When I was done, she took off all the needles but for the ones in my ear. She said I should keep them on if I could tolerate them. If they bothered me, I could remove them. They aren't the regular acupuncture needles, but really tiny ones. On the outside they look like tiny bandaids, with needles on the other side sticking into my ear. I still have those on! I thought they would bother me while sleeping, but I can't even feel them. When I wash my hair, I put cling wrap on my ear, tape it up and take a shower! :-)

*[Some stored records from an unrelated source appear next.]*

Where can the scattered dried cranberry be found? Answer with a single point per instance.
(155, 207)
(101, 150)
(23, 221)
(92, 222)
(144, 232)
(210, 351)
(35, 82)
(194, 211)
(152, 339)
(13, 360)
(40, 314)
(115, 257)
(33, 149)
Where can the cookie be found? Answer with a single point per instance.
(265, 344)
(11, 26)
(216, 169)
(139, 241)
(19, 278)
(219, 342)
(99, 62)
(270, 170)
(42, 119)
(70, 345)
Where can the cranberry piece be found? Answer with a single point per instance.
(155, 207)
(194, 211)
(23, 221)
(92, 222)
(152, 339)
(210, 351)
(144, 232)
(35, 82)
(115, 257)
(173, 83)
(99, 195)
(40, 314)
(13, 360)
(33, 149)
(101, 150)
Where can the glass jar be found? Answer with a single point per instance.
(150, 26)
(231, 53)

I went back to her yesterday, and she did all the same stuff as she did on Saturday, and in addition, she did acupuncture on my back (errrr - my butt actually). I've never heard of butt acupuncture and I told her that. She said it's usually used to help people with kidney issues, but since the pelvic region is behind the butt, she wanted to make sure I got energy from both sides! 

Bunny had mentioned someone told her to have "bone soup" to make a thick lining. DH even made me some Paya (it's an Indian/Pakistani soup made from goat trotters). I usually hate it, but I asked him to make it and I ate it for 2 meals, just in case it actually helps! 

Like I said - I'm willing to do EVERYTHING. And with all of this, and estrace suppositories, and delestrogen injections, and vivelle patches, my lining had better be thickening up!!

I see the acupuncturist tomorrow, and I have my u/s on Thursday. Let's see what news Thursday brings. But I'm feeling a stronger positive vibe. I hope my gut is right. 

Lisa - thanks for the award. I will write about it tomorrow, along with the 300 honest scraps that I still have to write! I've been so bad with awards lately - I'm so sorry, but I will do it tomorrow for sure!